Questione di ore e di giorni, poi il veto americano sull’uso delle armi a lunga gittata fornite all’Ucraina anche per colpire postazioni in territorio russo cadrà. Certo l’Europa non seguirà a ruota la scelta di Usa e Uk ma la decisione è destinata a cambiare profondamente le cose e soprattutto, se Kamala Harris vincerà le elezioni negli Usa, a moltiplicare e dunque a rendere più rischioso l’impegno dell’Occidente nella guerra. Col risultato non solo di esacerbare ma di amplificare le divisioni nel solito Campo. Del resto non si spiega il peso della divaricazione tra 5S e Pd sul supporto a Kamala se non avendo presente che si parla delle elezioni ma con lo sguardo già rivolto all’Ucraina, cioè al vero oggetto della discordia.

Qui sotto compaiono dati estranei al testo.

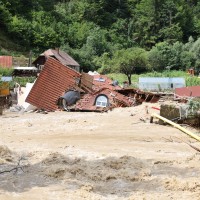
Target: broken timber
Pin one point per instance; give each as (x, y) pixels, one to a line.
(175, 125)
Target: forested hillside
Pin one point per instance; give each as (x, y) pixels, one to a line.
(109, 35)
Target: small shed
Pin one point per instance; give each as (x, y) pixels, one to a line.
(160, 84)
(192, 91)
(59, 55)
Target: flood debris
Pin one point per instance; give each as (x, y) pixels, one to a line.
(61, 87)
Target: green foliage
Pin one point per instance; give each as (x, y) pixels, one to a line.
(94, 32)
(22, 81)
(129, 61)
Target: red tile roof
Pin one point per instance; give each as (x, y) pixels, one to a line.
(193, 91)
(53, 80)
(102, 81)
(115, 99)
(6, 61)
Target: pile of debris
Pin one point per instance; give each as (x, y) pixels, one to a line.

Il centrosinistra arriverà alle elezioni politiche unito, anche perché non ha altre possibilità salvo riforme molto radicali della legge elettorale. Ma ci arriverà diviso non su un elemento per quanto centrale della politica estera ma sull’intera prospettiva strategica in materia. Dalla festa di Avs, dove peraltro Magi di + Europa e Conte si sono quasi azzuffati proprio sulla politica estera, Elly e tutti i leader hanno provato a dribblare l’ostacolo insistendo comprensibilmente sugli elementi unitari, che sono tutti inerenti alla politica interna. Qui però si crea un secondo problema, di ordine opposto a quello che flagella la politica estera. Elly è arrivata alla segreteria del Pd con la missione assegnatale dagli elettori di spostare il Pd a sinistra soprattutto sul terreno del sociale e quanto meno ci sta provando. In questo modo, però, la distinzione tra le due anime del futuro centrosinistra, il Pd e l’asse M5s-AvS (nel quale non è affatto detto che i 5S rimangano a lungo i più forti).
L’accostamento facilità senza dubbio l’alleanza ma va a tutto detrimento della diversificazione dell’offerta elettorale. Un Pd spostato a sinistra, i 5S e Avs si presentano più o meno con la medesima offerta in materia di politica interna, diversamente declinata solo nelle sfumature. È vero che l’elettorato di centrosinistra è molto più attento alla politica estera di quello avversario e dunque la divisione in materia di esteri, oltre agli evidenti problemi, offre anche alcuni cospicui vantaggi. Ma è anche vero che l’elettorato più moderato rischia di non rispondere all’appello dal momento che nessuno gli si rivolge.
Per questo Elly è decisa a mettere in campo qualcuno in grado di coprire quel fianco scoperto, cioè Renzi. Ma i 5S, impegnati in una guerra con il loro fondatore Grillo, non possono far finta di niente e il braccio di ferro su Renzi è già abbastanza fragoroso da vanificare probabilmente la rendita che il suo ingresso in Campo dovrebbe garantire. Il centrosinistra ha ottime possibilità di uscire a testa altissima dalle tre elezioni regionali in calendario per l’autunno. Il cappotto non solo è possibile ma probabile. Ma le carte in regola per sperare di vincere poi anche le politiche ancora è lontano dall’avercele.